= Marianus of Auxerre =

Saint Marianus of Auxerre (Marien d'Auxerre; died at Easter in around 470) was a monk of Auxerre in Yonne, France. He was considered a saint because of the sanctity of his life and is invoked as a protector of animals. His feast day is 20 April.

==Life==
Marianus originated in the area of Bourges, but, driven out by invading Goths, took refuge in the Abbey of Saints Cosmas and Damian in Auxerre, later the Abbey of St. Marianus, in the time of Saint Mamertinus, then abbot. He made outstanding progress in the monastic life but the abbot sent him to the monastery's estate in Mézilles ("Meziclis"), where the present parish church is dedicated to him, to look after the livestock. He made a great success of this, and also gained the trust of the wild creatures in the surrounding forest. He was attending the church at Fontenoy, another estate of the abbey, where similarly the present parish church is dedicated to him, for the Easter service in around 470 when he died.

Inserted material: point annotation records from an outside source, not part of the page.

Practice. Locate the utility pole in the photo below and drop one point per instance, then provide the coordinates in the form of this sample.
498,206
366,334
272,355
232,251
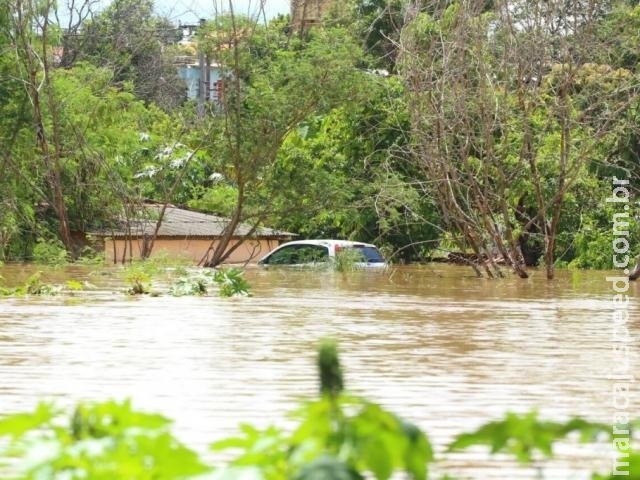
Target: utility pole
205,73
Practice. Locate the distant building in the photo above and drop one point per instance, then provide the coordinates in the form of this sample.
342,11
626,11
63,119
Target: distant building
306,13
202,78
191,74
184,233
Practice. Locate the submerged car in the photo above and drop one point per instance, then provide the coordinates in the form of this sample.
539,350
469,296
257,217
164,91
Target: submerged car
310,252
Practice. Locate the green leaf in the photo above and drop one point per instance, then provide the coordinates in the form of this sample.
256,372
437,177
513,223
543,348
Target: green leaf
327,468
19,424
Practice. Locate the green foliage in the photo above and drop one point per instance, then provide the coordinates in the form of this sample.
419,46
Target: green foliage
335,437
525,435
50,252
102,441
192,284
338,436
231,282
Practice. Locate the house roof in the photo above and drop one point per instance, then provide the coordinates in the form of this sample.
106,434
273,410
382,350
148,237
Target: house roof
180,222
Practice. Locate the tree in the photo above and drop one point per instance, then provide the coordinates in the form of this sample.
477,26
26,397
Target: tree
507,116
30,36
272,83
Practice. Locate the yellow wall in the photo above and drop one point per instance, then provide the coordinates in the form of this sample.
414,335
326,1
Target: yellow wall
193,249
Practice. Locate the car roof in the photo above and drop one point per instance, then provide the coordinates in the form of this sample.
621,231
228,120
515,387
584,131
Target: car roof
328,242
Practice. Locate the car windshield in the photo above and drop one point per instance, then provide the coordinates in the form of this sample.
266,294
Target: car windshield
296,254
370,254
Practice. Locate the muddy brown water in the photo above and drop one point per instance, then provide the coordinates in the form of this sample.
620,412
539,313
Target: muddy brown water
432,343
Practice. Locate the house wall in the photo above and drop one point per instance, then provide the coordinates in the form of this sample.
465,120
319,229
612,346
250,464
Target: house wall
194,249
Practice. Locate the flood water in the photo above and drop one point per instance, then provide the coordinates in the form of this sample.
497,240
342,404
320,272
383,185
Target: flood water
434,344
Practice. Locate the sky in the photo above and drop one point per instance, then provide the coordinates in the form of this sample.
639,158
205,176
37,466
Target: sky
190,11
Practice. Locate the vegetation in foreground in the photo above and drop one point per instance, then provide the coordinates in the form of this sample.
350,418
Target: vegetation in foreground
336,437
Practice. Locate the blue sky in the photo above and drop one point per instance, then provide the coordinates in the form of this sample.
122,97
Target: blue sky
190,11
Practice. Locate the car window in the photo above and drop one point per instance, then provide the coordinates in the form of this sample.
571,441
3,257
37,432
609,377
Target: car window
295,254
371,254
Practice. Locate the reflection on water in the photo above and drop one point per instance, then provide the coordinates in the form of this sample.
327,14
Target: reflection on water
432,343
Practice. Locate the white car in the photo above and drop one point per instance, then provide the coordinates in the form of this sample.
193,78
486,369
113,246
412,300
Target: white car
309,252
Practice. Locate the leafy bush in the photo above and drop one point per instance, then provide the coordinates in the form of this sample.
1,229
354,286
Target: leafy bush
337,437
50,252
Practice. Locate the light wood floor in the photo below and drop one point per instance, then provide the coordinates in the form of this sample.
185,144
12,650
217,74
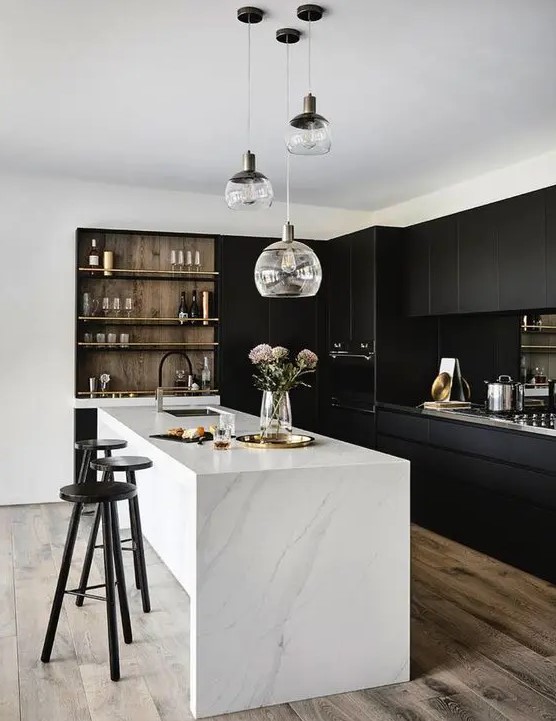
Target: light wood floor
483,641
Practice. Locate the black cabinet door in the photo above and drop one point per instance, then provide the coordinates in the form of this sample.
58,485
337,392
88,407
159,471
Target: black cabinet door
246,313
443,248
338,272
478,260
363,286
550,202
521,226
417,270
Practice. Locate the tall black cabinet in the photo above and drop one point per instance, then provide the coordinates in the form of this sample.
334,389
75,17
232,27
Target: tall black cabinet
252,319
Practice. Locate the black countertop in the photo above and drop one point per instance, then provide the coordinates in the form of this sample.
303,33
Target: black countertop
460,416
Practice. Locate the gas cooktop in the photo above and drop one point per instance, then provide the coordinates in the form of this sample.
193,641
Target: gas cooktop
538,418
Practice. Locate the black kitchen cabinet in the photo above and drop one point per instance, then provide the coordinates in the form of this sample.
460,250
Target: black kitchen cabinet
443,249
477,260
488,488
521,228
363,285
417,270
338,273
252,319
550,202
246,325
351,287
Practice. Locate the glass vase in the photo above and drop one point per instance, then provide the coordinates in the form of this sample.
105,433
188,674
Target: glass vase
276,415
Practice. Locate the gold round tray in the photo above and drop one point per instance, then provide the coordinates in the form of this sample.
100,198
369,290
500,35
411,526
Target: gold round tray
253,440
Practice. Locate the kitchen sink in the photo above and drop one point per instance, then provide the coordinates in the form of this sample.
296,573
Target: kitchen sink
191,411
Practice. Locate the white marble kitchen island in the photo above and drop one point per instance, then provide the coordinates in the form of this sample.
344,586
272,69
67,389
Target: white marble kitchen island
296,562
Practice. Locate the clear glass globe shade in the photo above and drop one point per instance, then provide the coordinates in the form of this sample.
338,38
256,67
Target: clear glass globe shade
249,190
308,134
288,269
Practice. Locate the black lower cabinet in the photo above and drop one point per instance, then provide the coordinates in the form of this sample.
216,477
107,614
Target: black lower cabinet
501,505
350,426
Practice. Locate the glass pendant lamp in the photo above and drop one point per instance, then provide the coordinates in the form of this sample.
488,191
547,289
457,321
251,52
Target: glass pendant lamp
309,133
249,189
288,268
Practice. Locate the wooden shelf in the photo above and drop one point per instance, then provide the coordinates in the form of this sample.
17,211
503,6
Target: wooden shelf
147,346
111,320
169,392
149,274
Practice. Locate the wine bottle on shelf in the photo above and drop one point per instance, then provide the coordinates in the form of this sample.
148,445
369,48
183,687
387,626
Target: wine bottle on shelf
205,302
182,310
194,311
94,255
205,375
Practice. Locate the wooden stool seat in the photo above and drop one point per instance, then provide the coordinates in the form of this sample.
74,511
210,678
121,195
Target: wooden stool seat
122,463
105,494
100,444
98,492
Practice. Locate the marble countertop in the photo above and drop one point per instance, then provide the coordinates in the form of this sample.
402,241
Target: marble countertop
204,460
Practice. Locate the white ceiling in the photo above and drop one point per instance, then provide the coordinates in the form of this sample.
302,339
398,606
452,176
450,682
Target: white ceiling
420,93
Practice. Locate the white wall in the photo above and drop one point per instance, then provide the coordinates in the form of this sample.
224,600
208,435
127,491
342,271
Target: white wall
38,219
538,172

He was buried in the Abbey of Saints Cosmas and Damian which was rededicated to him as the Abbey of St. Marianus. In the time of the Norman invasions in the late 9th century, during which the abbey was destroyed, his relics were moved for safety to the Abbey of Saint-Germain in Auxerre.

==Cult==
His feast day is 20 April. Marianus is a protector of animals against diseases and attacks by wolves, snakes and so forth. At Mézilles there is an annual pilgrimage involving the blessing of animals in the church and at the nearby fountain.